One hundred and fifty years ago, Austrian woman Sophie Entz was about to give birth. It would be the first child for her and husband, Josef. Sophie had given birth earlier, but the girl had died after a week. On December 4, 1875, she gave birth to a boy, René Karl Wilhelm Johann Josef Maria Rilke.
The world would know him as Rainer Maria Rilke. His path through life, however, was cut short by leukemia. He died in 1926, aged 51. Though born into a Catholic home, Rilke developed a view of the world and faith that was without denomination. It was luminously poetic, deeply personal and universally naturalistic. He saw everything as flow. Even statues through his eyes were rivers of depth and possibility. He was secretary to Auguste Rodin for several years and wrote of the sculptor and his work. It was around this time that the genesis of the book The Life of the Virgin Mary was born. He entered into the holy to extract the essence of what it meant to be human. This was his art throughout his life.
Rainer Maria Rilke saw everything as flow.Credit: Getty Images
One hundred years ago, the year before his death, Rilke wrote to translator Witold Hulewicz: “It is our task to imprint this temporary, perishable earth into ourselves so deeply, so painfully and passionately, that its essence can rise ‘invisibly’ inside us. We are the bees of the invisible. We wildly collect the honey of the visible, to store it in the great, golden hive of the invisible.”

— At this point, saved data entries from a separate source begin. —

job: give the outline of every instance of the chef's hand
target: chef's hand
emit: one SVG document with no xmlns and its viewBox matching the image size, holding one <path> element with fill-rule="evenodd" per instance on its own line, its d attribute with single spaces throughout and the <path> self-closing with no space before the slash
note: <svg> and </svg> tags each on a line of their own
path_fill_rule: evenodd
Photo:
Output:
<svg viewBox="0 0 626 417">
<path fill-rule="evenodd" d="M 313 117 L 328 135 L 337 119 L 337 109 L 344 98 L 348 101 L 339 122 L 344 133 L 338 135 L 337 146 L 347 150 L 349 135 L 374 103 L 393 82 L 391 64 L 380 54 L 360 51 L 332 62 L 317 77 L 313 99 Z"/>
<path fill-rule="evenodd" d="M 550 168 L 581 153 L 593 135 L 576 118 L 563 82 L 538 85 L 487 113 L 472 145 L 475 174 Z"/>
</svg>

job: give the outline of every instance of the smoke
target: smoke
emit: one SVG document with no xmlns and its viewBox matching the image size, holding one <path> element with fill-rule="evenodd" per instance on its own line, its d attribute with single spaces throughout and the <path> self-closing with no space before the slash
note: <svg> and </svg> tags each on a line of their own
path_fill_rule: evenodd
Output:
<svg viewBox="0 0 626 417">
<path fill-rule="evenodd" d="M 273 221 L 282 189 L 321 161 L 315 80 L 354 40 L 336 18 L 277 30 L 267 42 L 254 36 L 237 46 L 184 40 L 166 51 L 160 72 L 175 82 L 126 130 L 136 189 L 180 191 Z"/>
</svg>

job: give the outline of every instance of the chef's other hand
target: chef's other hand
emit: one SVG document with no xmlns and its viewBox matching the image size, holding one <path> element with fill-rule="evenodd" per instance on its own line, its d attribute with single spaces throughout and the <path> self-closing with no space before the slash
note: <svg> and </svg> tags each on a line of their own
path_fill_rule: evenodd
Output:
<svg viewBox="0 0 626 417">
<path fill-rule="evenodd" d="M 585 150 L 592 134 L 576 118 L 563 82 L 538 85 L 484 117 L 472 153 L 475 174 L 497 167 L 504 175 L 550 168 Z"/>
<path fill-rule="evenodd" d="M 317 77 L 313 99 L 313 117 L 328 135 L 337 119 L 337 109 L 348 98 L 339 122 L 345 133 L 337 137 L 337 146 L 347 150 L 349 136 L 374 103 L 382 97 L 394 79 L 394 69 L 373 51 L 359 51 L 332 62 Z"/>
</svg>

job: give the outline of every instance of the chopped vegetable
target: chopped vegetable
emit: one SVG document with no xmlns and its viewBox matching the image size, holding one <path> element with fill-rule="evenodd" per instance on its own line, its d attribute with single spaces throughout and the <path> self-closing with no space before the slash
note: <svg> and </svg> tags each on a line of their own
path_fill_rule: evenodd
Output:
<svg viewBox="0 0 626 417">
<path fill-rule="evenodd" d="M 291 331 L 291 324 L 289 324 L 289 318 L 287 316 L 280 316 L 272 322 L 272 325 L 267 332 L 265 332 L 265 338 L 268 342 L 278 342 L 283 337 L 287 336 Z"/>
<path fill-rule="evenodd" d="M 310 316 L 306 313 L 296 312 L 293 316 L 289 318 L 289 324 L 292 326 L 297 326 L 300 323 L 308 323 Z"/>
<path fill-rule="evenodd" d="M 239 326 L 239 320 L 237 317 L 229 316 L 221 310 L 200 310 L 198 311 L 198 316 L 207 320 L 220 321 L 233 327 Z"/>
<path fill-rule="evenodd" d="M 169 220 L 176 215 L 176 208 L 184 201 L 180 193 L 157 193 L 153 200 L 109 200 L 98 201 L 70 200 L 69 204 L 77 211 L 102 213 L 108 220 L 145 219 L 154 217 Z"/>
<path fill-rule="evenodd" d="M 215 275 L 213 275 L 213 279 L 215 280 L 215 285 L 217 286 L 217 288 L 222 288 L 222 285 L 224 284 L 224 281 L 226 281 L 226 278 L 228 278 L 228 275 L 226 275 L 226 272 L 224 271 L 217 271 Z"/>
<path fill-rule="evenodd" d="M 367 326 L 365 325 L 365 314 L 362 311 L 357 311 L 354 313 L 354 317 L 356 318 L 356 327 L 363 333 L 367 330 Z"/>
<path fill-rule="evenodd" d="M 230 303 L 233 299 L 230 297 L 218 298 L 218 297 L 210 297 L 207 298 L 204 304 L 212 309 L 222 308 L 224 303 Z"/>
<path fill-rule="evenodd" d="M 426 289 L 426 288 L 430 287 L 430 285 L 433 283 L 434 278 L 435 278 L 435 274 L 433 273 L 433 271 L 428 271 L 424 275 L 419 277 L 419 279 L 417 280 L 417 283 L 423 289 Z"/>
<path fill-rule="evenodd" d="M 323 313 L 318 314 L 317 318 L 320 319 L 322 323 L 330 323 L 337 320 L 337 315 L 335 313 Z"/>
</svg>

The bees of the invisible. Notwithstanding the ecology of a bee’s life, and the consequence of its sting, it is an arresting image. To bee or not to bee? Perhaps not. This is the age of instant gratification, where the switch for everything everywhere is never turned off. Rilke, however, is the antithesis of this. To walk into the quiet woods of his world, that is, into his words, is to see him holding a lantern to the night. Many of his poems speak of silence. These days, silence is a foreign country. Being alone with your thoughts is an increasingly narrow bridge to contemplation.
Where did Rilke see faith? He had many observations, but in essence he saw creation and creator as part of the same wheel. “Religion is something infinitely simple, ingenuous. It is not knowledge, not content of feeling (for all content is admitted from the start, where a man comes to terms with life), it is not duty and not renunciation, it is not restriction: but in the infinite extent of the universe it is a direction of the heart.”
Yes.
Warwick McFadyen is a desk editor at The Age.